The dialogue begins with the Chinese warrior who stated they had discovered a dangerous new virus, to which the Statue of Liberty replied:

“It’s only a flu … Don’t wear a mask”, adding that China’s “stay at home” measures were a violation of human rights.

The video purports that the US did not heed warnings from the Chinese Government but later accused China of “giving false data”.

Last month, US president Donald Trump accused both China and the World Health Organization (WHO) of a COVID-19 cover-up, saying “the world received all sorts of false information about transmission and mortality”.

The animation makes reference to the US’s decision to halt funding of the WHO, which Mr Trump said promoted China’s “disinformation” about the virus, “failed in its basic duty” and “must be held accountable”.

“The WHO failed to investigate credible reports from sources in Wuhan that conflicted directly with the Chinese government’s official accounts,” Mr Trump said at the time.

The video also noted the US’s labelling of lockdown measures the communist country implemented were “barbaric”.

“It will magically go away in April,” said the Statue of Liberty figurine, echoing a statement made by Mr Trump earlier this year.

The video was also posted on Twitter by the Chinese embassy in France.

The US embassy in Canberra told the ABC they had no comment regarding the video at this time.

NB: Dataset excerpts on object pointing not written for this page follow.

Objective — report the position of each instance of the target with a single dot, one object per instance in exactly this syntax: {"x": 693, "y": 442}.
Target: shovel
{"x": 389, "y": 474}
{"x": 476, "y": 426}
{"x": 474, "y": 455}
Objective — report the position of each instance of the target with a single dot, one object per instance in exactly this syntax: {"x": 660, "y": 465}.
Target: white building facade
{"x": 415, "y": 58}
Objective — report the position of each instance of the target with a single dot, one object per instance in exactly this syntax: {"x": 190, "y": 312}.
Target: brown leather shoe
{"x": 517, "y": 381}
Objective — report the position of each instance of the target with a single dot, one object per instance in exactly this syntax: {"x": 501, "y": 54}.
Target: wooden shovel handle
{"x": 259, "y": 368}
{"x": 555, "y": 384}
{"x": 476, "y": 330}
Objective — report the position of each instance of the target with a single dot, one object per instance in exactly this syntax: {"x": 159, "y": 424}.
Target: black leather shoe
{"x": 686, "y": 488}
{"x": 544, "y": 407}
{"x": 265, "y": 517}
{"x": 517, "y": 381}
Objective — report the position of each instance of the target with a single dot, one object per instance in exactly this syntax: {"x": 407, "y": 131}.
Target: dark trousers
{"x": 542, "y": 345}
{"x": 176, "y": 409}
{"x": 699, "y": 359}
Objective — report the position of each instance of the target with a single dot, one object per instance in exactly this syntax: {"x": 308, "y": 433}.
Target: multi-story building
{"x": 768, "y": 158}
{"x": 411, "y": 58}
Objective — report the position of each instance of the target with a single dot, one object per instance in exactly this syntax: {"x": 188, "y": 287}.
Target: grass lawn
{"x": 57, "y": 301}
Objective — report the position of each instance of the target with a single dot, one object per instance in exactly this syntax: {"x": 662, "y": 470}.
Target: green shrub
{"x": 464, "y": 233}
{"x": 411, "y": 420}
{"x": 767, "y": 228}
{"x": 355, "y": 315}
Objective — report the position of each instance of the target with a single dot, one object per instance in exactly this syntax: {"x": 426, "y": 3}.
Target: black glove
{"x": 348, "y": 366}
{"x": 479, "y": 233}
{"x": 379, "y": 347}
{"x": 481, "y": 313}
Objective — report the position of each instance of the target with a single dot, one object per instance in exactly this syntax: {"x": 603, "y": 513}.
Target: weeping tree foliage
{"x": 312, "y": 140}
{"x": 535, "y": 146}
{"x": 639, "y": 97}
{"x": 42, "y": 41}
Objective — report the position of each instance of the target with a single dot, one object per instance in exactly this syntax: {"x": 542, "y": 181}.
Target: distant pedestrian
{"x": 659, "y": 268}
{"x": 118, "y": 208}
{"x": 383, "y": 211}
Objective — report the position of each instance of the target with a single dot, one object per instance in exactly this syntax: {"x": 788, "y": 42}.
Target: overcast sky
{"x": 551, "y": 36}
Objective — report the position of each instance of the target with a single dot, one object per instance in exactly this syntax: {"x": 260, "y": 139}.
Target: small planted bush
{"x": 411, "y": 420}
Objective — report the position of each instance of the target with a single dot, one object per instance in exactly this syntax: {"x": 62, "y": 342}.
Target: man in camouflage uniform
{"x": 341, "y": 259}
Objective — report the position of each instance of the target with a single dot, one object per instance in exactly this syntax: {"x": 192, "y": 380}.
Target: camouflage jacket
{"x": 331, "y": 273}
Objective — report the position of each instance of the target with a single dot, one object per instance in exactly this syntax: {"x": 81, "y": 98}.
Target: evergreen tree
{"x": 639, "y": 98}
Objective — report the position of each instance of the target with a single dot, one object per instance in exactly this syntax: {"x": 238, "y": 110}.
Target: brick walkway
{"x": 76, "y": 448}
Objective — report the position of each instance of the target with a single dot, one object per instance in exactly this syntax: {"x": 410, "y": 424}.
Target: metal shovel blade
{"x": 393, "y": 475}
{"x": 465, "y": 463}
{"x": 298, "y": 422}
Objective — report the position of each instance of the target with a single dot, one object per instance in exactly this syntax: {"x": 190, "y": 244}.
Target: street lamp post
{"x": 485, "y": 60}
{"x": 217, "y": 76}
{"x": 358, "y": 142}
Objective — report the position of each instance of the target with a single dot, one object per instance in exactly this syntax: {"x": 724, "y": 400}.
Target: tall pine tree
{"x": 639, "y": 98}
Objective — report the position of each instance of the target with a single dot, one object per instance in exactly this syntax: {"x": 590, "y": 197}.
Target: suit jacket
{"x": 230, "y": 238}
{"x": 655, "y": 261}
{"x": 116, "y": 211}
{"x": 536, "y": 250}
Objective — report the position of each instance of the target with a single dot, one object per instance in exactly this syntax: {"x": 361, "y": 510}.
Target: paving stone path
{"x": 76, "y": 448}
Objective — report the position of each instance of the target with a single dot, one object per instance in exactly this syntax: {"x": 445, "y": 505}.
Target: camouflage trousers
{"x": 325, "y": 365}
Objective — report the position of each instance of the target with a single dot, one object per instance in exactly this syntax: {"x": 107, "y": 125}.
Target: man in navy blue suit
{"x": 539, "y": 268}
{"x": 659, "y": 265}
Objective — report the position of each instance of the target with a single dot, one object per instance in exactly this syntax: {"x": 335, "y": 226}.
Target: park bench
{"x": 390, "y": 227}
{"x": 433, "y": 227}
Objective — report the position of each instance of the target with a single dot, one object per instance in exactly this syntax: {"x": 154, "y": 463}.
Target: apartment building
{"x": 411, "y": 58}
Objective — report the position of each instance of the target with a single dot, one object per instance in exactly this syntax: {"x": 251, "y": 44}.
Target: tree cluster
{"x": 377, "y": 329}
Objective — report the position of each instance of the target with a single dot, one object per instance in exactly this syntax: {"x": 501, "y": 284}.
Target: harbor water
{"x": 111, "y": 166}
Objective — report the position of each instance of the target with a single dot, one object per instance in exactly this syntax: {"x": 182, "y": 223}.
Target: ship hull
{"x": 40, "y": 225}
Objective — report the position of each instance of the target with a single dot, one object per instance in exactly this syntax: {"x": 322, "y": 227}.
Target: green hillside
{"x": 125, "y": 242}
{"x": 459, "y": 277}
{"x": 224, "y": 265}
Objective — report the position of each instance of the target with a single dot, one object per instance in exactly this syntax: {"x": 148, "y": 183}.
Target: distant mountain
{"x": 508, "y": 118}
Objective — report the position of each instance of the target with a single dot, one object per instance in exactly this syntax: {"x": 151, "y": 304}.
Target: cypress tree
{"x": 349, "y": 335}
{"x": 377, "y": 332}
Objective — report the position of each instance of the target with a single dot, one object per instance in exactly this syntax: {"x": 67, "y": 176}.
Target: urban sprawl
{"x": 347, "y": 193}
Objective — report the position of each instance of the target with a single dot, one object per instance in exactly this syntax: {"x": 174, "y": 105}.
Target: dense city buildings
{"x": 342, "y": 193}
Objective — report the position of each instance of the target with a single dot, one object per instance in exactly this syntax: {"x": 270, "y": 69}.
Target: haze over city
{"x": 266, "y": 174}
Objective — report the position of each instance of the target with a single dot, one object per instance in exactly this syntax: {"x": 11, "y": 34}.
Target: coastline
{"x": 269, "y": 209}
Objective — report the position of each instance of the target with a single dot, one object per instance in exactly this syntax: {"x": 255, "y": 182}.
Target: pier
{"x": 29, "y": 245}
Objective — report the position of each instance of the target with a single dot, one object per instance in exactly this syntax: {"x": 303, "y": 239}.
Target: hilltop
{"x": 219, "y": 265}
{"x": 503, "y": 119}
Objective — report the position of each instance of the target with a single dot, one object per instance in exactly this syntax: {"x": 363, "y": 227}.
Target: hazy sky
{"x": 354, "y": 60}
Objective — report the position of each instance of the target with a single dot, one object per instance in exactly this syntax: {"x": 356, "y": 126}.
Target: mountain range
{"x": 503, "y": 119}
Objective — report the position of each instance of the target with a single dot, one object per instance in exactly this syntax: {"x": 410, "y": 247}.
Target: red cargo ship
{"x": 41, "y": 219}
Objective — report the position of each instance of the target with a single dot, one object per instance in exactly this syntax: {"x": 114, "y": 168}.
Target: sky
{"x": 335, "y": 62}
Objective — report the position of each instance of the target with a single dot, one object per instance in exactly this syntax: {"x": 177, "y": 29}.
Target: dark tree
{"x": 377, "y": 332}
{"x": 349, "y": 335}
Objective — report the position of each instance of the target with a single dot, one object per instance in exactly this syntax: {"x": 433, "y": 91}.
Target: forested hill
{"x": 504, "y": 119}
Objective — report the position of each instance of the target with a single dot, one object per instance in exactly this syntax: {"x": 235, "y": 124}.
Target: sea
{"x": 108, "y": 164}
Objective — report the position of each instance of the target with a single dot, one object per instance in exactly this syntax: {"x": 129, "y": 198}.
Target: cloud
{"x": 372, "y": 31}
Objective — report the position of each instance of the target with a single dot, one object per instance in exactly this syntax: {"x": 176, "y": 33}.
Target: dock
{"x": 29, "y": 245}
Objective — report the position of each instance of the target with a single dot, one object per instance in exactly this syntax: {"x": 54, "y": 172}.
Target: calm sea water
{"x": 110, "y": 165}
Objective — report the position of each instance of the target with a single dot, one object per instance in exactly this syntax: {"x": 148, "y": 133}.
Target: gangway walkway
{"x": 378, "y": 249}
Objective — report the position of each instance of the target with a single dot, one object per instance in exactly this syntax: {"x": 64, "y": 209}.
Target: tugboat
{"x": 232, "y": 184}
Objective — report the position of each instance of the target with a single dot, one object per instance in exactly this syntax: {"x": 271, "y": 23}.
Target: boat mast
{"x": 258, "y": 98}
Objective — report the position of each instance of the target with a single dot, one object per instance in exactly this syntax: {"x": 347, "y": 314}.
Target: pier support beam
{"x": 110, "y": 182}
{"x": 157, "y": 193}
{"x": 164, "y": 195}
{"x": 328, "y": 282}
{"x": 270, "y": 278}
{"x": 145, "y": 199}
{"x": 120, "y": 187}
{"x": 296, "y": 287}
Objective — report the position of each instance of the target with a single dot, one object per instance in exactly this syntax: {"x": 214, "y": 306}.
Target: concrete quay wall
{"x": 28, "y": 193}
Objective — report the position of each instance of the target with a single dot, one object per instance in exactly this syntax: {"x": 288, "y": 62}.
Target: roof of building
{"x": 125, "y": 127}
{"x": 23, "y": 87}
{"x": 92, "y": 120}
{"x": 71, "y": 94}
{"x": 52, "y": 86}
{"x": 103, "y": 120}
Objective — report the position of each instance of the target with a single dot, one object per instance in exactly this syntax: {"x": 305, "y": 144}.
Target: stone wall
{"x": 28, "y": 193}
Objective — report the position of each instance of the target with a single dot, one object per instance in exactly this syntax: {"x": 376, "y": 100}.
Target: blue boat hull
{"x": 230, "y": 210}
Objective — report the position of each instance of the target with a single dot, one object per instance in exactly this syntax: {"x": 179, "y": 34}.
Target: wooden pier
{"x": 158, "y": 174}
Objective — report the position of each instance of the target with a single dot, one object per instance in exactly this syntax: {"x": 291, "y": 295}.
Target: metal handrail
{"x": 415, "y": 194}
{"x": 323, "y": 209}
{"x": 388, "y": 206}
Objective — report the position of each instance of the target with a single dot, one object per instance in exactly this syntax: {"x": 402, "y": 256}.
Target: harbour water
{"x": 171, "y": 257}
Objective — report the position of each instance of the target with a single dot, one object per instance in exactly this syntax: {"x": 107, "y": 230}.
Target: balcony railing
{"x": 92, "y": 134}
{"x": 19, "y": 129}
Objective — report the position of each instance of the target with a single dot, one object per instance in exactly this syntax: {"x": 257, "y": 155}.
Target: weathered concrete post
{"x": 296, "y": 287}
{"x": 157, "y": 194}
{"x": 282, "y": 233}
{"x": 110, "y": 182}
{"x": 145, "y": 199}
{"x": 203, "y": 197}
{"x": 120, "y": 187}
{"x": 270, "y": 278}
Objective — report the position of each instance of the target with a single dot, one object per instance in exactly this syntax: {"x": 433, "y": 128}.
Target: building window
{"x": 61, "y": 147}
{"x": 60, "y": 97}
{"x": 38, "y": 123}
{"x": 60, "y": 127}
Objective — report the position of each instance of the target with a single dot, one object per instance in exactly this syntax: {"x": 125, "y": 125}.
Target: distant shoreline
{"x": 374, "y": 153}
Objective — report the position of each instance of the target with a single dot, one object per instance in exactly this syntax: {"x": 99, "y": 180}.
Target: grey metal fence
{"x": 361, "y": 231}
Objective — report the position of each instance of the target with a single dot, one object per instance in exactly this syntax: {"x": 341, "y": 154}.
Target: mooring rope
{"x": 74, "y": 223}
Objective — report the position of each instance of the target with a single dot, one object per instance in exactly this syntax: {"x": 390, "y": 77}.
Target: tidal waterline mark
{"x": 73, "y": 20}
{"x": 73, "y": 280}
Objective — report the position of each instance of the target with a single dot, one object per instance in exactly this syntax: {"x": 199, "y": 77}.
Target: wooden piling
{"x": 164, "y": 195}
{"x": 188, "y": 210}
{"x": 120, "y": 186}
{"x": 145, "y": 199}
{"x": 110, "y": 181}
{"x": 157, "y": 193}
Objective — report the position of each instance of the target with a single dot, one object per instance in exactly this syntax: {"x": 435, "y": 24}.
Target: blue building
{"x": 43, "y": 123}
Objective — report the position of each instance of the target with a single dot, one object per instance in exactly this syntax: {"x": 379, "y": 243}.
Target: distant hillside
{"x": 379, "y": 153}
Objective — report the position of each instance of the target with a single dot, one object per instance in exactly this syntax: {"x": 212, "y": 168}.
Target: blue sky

COVID-19 had claimed 233,257 lives as of Friday morning, according to data from Johns Hopkins University, with more than 3.2 million cases confirmed worldwide.

The US has reported the highest number of cases surpassing one million infections on Thursday with 63,019 confirmed deaths from the virus.

Mixed reactions on social media

A man in a face mask with his arms outstretched next to a river
Some social media users said China had tried to cover up the virus when doctors first reported it.(Reuters)

The post gained some support among Facebook and Twitter users.

“What a goddamn shame this is: Chinese are telling the truth,” posted a user named Jeff on Twitter.

“Pretty much spot on, except that the US voice that was heard most often and most clearly was a political one,” posted Steve Brunt on Facebook.

“It is by no means a reflection of the reaction of US epidemiological experts.”